The Prinzhorn Collection is a German collection of art made by mental health patients, housed at the Heidelberg University Hospital. The collection comprises over 20,000 works, including works by Emma Hauck, Agnes Richter and August Natterer.

History
The collection was founded by the psychiatrist Karl Wilmanns and his assistant, doctor Hans Prinzhorn, in the early 1920s. Between 1919 and 1921 the pair visited mental hospitals across Germany, initially collecting over 5000 works. As of 2016, the collection held over 20,000 works. Prinzhorn, a physician and art historian, was engaged by the hospital in 1919 specifically to improve and expand the collection. 

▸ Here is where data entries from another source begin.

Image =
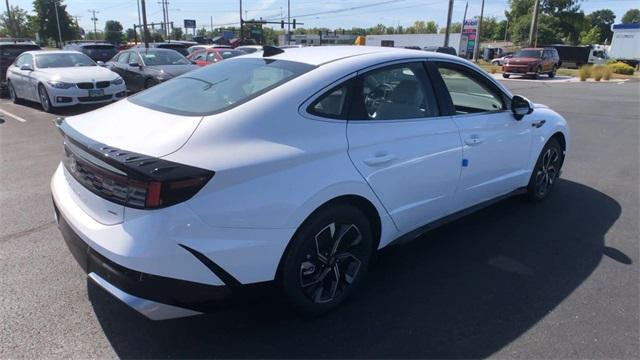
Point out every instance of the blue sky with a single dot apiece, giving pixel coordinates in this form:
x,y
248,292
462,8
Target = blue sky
x,y
397,12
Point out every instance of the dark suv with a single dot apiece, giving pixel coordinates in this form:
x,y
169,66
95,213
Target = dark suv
x,y
10,49
532,62
97,51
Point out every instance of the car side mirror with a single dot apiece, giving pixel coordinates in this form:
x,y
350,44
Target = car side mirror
x,y
520,106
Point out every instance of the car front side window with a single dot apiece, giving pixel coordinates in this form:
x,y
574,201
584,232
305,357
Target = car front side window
x,y
469,93
395,92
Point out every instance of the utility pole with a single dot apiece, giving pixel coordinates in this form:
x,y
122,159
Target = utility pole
x,y
241,28
464,18
94,19
13,26
139,21
289,23
448,29
144,24
476,48
533,31
55,6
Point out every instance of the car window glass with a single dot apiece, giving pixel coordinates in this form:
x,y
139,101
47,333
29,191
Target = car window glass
x,y
393,93
468,93
331,104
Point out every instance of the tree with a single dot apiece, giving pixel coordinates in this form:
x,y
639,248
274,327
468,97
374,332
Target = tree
x,y
176,33
45,20
22,25
113,31
592,36
602,19
632,16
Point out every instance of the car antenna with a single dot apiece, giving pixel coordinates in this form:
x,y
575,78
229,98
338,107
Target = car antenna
x,y
268,51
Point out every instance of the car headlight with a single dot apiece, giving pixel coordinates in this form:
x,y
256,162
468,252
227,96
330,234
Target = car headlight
x,y
60,84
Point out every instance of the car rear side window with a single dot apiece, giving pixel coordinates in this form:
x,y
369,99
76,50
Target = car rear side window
x,y
214,89
469,93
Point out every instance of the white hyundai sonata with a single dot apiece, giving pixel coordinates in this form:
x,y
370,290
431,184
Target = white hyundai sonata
x,y
291,166
62,78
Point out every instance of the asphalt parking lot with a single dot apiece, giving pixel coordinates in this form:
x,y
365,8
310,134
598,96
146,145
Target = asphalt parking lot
x,y
559,279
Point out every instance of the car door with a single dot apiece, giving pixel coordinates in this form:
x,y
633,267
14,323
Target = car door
x,y
496,146
408,153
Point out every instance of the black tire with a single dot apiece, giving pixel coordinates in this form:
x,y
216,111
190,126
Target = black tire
x,y
45,100
546,171
313,262
12,93
150,83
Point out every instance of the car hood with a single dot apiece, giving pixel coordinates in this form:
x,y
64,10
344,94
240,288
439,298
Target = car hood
x,y
524,60
171,70
79,74
131,127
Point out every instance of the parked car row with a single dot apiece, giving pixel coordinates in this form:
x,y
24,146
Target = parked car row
x,y
89,72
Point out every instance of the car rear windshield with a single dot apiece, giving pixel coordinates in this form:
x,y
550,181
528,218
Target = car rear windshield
x,y
44,61
528,53
151,57
177,47
217,88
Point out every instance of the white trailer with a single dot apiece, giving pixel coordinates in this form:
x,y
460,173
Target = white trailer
x,y
625,45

Works from the collection were included in Entartete Kunst, the famous 1937 Nazi exhibition of 'degenerate' art. Following the war, the collection, largely neglected, was stored in the attic of the hospital. In 1973 a conservation effort was undertaken that led to the restoration and cataloguing of the collection.    

The collection was influential on the practice of the artist Jean Dubuffet, who visited it in 1950. Writing to Henri Matisse, Dubuffet described it as "something I have dreamt of for years." 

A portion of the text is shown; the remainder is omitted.